On the Quality Benefits of Formal Domain Specific Languages

This entry is part of the series:
Software Quality driven by Formal DSLs

One of the assets of mgm is dedicated quality for software, including especially portal technology for applications with high-safety and reliance demands. In the first blog within this series, “Using Domain Specific Languages to Implement Interactive Frontends“, we described an approach using a specification language (DSL) family on customer level to specify valid inputs and frontend compu­tations for forms-based interactive or batch systems. Let us continue and focus on the quality benefits of this approach.

The presented specification language family supports modeling of frontends, such as form-based user interfaces, or field-related batch programs that e.g. process XML input.

In a nutshell, the approach is characterized by formal specifications for well-defined and valid field inputs, computation of values for calculated fields and of relationships between these fields. For an example see the summary at the end of part “Using Domain Specific Languages to Implement Interactive Frontends“.

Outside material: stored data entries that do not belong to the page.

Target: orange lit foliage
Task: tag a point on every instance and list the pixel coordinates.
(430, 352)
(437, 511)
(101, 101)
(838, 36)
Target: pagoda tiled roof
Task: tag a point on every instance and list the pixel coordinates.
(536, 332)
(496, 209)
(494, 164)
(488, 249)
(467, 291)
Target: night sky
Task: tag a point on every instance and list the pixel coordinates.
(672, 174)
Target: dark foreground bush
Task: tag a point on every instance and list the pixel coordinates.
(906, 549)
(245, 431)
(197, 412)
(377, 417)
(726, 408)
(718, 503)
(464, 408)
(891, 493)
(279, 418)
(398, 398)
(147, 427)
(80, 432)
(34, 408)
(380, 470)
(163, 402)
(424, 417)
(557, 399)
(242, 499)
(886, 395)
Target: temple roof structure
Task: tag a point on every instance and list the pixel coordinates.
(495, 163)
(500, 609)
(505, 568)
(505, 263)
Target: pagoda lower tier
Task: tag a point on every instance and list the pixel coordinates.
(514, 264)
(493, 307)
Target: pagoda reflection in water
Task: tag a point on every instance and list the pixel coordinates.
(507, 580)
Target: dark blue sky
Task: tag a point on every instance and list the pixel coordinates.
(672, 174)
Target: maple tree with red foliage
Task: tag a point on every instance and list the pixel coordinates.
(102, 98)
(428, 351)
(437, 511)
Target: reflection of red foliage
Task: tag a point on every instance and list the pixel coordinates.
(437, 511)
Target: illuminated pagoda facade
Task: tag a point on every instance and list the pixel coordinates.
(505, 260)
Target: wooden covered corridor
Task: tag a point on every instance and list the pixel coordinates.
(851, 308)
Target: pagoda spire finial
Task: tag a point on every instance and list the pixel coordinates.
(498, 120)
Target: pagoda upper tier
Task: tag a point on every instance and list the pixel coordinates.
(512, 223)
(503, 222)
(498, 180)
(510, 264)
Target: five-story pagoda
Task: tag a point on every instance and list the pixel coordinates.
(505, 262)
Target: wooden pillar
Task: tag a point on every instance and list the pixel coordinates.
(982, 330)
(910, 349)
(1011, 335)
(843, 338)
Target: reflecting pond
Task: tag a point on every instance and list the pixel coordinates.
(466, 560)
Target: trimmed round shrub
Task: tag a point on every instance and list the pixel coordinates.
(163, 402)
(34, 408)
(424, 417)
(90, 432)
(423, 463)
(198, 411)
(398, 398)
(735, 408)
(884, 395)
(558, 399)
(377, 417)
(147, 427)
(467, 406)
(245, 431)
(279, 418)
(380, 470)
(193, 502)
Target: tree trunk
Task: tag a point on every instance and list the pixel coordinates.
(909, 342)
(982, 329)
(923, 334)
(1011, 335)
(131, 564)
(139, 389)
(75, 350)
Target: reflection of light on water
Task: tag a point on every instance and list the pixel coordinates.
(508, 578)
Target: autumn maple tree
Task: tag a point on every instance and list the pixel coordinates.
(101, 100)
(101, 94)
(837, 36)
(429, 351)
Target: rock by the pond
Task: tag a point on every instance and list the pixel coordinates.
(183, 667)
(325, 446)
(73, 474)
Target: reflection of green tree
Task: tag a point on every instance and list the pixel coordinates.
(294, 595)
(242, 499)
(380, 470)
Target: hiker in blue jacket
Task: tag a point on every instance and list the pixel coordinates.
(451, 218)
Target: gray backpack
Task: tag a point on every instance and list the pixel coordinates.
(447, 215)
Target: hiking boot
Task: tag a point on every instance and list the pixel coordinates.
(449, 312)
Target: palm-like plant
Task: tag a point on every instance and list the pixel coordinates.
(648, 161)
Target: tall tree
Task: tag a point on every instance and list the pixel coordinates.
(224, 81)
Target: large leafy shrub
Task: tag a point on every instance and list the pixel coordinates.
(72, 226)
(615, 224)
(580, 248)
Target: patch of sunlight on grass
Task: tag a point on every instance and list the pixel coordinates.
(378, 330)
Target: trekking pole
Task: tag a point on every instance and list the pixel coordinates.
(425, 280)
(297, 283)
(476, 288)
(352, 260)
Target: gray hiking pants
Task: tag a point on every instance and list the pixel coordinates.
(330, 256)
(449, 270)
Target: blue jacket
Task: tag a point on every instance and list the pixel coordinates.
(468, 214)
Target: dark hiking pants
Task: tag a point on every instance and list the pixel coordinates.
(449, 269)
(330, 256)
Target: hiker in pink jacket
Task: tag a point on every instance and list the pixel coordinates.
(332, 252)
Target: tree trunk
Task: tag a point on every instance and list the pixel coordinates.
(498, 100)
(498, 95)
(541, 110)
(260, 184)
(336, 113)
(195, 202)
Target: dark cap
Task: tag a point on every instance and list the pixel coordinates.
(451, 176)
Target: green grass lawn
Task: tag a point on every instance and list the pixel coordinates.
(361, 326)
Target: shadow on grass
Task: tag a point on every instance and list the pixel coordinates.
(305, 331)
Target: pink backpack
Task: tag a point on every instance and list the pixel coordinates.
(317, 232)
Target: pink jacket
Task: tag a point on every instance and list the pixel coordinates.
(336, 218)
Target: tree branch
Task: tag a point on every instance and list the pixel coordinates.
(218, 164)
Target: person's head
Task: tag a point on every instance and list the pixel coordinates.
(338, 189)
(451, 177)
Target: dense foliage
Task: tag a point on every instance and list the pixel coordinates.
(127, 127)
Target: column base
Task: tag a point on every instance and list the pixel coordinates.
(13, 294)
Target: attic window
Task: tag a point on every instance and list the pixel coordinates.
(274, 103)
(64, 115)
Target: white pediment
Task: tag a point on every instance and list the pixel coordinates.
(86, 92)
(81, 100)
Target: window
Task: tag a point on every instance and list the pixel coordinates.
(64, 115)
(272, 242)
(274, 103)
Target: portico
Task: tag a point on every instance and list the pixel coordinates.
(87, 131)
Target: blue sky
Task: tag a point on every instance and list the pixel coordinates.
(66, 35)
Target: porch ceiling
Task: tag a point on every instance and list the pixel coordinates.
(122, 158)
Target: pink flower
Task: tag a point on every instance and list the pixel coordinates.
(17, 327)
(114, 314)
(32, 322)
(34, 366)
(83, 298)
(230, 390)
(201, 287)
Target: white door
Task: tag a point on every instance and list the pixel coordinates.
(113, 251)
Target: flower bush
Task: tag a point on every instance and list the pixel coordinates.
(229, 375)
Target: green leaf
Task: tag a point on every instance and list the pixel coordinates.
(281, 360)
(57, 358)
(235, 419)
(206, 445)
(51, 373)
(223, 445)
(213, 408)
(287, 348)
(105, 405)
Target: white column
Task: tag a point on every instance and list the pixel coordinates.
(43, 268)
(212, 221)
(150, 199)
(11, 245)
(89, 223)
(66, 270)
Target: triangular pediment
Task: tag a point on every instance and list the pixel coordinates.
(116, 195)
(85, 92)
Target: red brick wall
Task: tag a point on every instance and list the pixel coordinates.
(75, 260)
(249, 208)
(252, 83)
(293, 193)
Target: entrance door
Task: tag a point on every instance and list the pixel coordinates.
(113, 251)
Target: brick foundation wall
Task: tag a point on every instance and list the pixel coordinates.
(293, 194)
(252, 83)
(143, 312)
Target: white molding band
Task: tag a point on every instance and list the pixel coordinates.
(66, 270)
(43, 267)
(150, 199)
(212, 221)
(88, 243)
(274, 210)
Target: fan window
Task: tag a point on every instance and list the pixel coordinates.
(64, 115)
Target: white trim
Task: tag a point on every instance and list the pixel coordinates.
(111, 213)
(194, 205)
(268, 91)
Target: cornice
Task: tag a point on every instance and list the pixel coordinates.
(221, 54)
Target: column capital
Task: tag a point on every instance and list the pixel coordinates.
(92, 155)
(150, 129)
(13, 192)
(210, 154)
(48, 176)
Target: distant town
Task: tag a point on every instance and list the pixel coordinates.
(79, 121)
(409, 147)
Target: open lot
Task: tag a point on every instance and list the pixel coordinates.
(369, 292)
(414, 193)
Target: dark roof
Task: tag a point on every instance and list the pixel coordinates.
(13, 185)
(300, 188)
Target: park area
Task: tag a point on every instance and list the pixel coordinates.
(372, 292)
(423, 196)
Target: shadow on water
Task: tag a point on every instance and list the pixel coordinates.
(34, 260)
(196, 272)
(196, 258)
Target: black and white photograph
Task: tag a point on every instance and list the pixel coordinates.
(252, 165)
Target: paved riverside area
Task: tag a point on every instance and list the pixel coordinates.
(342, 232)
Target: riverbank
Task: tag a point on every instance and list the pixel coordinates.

The specification means are as follows:

  • All fields are typed as numbers, currencies, percentage types, plain text, or enumerations, etc. For some of these types, additional constraints can be expressed, such as minimum and maximum values, field lengths or regular expression restrictions.
  • Calculated fields have functional dependencies describing value dependencies on values of other fields by means of functional rules.
  • Constraint rules describe cross-field relationships between fields. Error messages describing the non-compliance of inputs to these rules are part of the specification.

Both, constraint rules and functional rules, aside from referring to values for fields, allow the expression of different behavior dependent on existent or missing values for input fields.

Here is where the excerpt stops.